Steve O’Neill on the strategic CFO and 2014 predictions
2014 will be the year of the strategic CFO, with CFOs making the transition from book-keeper to a broader strategic adviser and even the CEO-in-waiting. Managing this scale of corporate transformation requires many of the skills CFOs have. In fact, few are better placed to bridge the line of business siloes and support the CEO in assessing and analysing new risks, building business cases for transformative investments, and performing ‘blank page’ planning for the future, relatively unencumbered by attachment to legacy investments and infrastructure.
CFOs sit at a crossroads, and have an opportunity to evolve their roles significantly. Before even considering the volatility in the wider macroeconomic context, the change and transformation catalysed by modern technology are becoming key factors to a business’ survival. Disruptive technologies, particularly those based on the Internet, cloud computing, social media (the “Third Platform”) and Big Data analytics, are forcing long-established businesses to rewrite their business models and go-to-market strategies. Look at the businesses that have struggled and had to change in recent years: Blockbuster video, Kodak cameras, Woolworths and Jessops are just a few that didn’t catch the technology wave that fundamentally changed their respective industries. The changes in IT that are enabling this Third Platform and driving new data analytics is the next new technology wave impacting businesses, so it’s critical that they prepare to ride the wave rather than be engulfed by it.

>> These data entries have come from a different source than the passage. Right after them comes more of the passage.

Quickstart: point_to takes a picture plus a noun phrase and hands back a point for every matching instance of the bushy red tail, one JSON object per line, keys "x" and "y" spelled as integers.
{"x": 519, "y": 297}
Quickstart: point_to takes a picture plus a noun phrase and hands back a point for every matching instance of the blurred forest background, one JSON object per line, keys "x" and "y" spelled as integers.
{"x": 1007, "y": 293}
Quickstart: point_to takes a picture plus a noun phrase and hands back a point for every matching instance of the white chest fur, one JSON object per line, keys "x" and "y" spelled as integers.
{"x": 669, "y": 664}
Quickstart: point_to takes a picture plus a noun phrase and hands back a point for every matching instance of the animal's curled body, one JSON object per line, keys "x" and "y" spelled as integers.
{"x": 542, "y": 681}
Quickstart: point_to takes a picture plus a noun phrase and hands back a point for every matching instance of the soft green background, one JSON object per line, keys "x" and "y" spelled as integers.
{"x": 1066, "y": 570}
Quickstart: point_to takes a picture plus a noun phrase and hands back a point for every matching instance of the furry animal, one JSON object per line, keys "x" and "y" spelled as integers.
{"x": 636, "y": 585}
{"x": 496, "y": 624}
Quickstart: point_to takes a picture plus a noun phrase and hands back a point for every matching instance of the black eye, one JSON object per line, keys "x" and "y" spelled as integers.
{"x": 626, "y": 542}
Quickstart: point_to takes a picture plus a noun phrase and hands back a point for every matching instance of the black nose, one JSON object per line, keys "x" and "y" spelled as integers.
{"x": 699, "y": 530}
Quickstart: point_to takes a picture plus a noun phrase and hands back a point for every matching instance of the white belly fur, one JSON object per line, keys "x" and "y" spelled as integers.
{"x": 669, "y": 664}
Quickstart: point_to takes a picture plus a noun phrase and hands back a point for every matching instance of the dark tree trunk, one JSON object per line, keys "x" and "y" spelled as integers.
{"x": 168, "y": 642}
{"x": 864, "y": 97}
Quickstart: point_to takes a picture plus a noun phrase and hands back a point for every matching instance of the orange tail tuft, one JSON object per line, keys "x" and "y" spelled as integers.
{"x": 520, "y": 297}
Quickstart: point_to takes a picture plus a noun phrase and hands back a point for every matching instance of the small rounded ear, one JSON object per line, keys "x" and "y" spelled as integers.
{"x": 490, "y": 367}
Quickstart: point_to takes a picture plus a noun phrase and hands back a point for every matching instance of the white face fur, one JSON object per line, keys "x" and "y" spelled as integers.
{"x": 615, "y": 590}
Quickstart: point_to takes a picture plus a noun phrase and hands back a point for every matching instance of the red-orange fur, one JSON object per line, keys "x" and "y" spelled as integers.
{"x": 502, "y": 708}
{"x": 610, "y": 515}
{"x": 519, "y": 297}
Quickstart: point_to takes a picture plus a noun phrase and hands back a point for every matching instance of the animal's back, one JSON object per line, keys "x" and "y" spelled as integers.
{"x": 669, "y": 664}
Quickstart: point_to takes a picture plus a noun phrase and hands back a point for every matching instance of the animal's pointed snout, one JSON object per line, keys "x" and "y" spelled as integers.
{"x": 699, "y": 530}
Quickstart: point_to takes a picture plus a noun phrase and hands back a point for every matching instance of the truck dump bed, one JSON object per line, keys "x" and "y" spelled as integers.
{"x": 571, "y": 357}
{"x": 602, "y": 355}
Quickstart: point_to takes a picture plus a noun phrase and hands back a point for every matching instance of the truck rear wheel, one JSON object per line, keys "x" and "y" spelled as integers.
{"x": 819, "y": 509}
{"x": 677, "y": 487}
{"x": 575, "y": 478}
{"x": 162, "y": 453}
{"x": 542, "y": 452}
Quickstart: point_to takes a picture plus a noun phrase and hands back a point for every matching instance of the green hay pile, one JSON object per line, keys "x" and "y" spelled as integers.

Although still crucial to the CFO role, governance, compliance, stewardship and fiduciary responsibility are not the only ingredients necessary for business growth. Innovative CFOs are recognising this transition and looking to support the business with the broader challenge of building a platform for growth and future competitiveness.
Consider a fairly standard conversation between a CFO and a CIO. The CIO says, “I need approval to invest in additional infrastructure to support our growing data storage needs.” Does the CFO simply sign off the investment or challenge iterative spending? Is there a way to reframe the way the organisation evaluates its storage requirements? Does increased spending position the business for future growth or improved profitability the CEO has been asking for? Does it help manage the wider challenge of meeting eDiscovery or other requirements that the General Counsel is concerned with? Or in lowering the overall risk profile that the CRO has been asking for? Or in addressing the broader challenge faced with data centre space, power and cooling needs that worry the CIO? Do we need to spend more in the short term to make greater long terms savings?
In 2014 CFOs must look to understand the “why” of their business in order to focus on the strategic “what”, that ultimately will assist in the transition to a business enabler and a more strategic and fulfilling CFO role, a far cry from the ‘CF-no’ of old.